Just as an example…I assisted in the planning of my very own SURPRISE birthday party. Yes…I invited people to my surprise birthday party. My friends and husband were planning it for me and naturally I figured it out…because I accidentally snooped through text messages. The best part was when my friends called me to wish me a happy birthday and I invited them to my birthday party…naturally they were perplexed…and then all agreed that this is what crazy Mila does…she invites people to her own surprise birthday party.
I know…I am special.
This year for Valentine’s Day, my husband spent quite some time picking the perfect evening for us. He knew that the combination of my picky eating and my non-meat eating diet would create a slight complication in finding a restaurant that would fit this finicky foodie. Hubs chose Nomi, an incredible fusion restaurant on one of the top floors of Chicago’s Park Hyatt Hotel. Surrounded by windows and views of the frosty city below us, I enjoyed every bit of food that we ordered.
One of the best parts of this dinner was the side dishes. Particularly because I ordered ALL of them as my entree. Yes. ALL 8 SIDE DISHES. That’s the beauty of not eating meat, you get to enjoy a much more colorful bounty of meals. Among these we enjoyed a ridiculously silky puree of baby potatoes, a creamy (sometimes I indulge in cheese) and cheesy pasta with sundried tomato bits and basil, some meaty oven roasted mushrooms (those were for the hubs) and some uber crispy and lemony brussel sprouts that were OFF THE CHAIN.

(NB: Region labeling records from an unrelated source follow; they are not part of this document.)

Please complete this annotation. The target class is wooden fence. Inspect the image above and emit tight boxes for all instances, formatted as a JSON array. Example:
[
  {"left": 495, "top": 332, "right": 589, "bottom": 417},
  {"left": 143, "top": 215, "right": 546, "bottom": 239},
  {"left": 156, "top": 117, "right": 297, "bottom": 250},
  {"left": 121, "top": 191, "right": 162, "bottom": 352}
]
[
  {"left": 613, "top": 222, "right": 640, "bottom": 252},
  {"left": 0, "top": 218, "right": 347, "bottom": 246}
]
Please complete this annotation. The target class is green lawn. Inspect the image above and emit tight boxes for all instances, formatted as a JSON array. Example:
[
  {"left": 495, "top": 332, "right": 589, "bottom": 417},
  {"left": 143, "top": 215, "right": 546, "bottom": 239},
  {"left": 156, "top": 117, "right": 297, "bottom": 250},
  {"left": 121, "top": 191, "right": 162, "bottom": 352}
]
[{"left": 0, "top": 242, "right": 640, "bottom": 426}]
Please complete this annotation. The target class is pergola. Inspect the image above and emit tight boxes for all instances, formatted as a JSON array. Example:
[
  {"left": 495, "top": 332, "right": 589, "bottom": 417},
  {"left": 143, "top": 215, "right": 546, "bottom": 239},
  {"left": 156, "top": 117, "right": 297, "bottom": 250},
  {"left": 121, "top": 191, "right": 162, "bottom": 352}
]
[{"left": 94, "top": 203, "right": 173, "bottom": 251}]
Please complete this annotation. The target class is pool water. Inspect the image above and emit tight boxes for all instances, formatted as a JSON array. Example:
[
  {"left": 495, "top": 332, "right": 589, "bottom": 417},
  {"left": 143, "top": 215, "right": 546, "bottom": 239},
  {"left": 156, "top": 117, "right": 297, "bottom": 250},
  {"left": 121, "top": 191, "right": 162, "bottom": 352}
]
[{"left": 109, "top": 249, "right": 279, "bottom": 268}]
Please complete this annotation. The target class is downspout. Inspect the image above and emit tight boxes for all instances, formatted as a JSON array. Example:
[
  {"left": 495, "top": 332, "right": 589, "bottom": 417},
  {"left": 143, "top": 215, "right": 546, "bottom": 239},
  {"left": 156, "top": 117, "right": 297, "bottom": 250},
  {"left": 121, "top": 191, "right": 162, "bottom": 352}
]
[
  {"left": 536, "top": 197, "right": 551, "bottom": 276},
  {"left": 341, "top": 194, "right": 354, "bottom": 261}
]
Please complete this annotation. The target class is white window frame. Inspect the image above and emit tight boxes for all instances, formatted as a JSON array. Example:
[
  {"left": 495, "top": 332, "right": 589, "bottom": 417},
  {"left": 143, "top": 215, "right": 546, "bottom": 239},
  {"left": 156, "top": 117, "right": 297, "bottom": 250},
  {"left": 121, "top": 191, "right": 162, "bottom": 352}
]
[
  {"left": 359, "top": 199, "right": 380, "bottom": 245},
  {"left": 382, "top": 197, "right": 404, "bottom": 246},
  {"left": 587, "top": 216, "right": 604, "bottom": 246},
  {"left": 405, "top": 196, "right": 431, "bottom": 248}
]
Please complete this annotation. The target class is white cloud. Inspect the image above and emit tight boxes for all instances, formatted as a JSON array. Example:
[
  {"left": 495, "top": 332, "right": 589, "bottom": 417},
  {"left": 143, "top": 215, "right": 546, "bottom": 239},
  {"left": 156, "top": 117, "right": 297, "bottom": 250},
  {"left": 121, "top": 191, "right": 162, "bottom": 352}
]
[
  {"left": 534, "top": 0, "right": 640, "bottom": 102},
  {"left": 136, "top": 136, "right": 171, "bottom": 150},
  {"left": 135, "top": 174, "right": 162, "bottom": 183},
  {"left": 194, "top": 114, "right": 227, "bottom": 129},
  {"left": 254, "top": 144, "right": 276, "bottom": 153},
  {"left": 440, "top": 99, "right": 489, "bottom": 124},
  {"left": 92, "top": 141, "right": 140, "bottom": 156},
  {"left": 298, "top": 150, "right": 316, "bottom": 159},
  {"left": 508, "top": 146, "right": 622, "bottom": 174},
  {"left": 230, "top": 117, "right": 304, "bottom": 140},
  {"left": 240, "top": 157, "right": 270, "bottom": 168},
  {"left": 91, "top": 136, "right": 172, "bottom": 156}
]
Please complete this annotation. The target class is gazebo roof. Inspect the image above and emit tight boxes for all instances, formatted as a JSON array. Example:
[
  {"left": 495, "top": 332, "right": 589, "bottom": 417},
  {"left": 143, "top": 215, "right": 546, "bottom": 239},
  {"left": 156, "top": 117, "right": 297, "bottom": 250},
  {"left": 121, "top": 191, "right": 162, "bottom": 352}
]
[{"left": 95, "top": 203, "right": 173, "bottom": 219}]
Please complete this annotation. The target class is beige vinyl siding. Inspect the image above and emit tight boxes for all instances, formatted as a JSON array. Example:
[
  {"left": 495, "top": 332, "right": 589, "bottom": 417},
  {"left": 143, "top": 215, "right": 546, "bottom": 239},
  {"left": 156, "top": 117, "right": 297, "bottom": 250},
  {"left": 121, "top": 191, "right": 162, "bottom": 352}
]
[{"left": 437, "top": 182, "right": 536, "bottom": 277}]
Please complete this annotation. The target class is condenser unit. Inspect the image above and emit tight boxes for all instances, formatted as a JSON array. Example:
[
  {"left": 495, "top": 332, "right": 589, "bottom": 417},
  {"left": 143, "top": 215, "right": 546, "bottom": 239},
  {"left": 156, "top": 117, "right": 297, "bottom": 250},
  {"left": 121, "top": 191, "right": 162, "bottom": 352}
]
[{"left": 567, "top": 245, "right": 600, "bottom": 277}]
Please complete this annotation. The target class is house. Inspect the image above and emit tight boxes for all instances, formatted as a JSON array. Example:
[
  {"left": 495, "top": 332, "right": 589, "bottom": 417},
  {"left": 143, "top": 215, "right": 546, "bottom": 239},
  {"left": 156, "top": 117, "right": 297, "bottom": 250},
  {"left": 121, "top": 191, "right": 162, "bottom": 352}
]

These were perfection. Large and tender on the inside but crackling with toasty perfection on the outside. Ahhh so delicious. Such magnificence. And the hubs could not get enough. As always I knew what he was about to say…”Make these for me! Please! Just make sure they are crispy like this…it’s like vegetable crack!”
So what is the secret to making this vegetable crack? Easy: High Heat.
That’s it. These babies are roasted away on high heat with nothing but olive oil, salt and pepper. Rotated a few times and shaken a few times for good measures. And after that, sprinkled with more good sea salt, finished off with a squeeze of lemon and that’s it. Crispy, delicious and good for you vegetable crack. Just like the restaurants make it.
My personal favorite is to add some lemon slices the last 10 minutes that the sprouts roast. This makes the lemons gloriously brown and just changes the whole presentation of the dish!
- 1 pound brussel sprouts, washed and trimming the ends
- 2 tbsp olive oil
- 1 tbsp lemon juice
- kosher or sea salt and black pepper to taste
- half a lemon sliced thinly
- Preheat oven to 475-degrees
- Place brussel sprouts on a sheet pan. Make sure that the brussel sprouts have room to groove. You want them to have enough space to move around when shaken up a bit.
- Toss the sprouts in olive oil, salt and pepper.
- Place into the oven and let roast for 10 minutes. Check on them and shake them a bit as well as rotate the pan so everything started getting color evenly.
- After 5 more minutes, shake the sprouts, to ensure everything is getting evenly roasted. Add lemon juice and lemon slices so that they caramelize nicely.
- Once all browned and crispy remove from the oven, season with some more sea salt or kosher salt if required and serve immediately.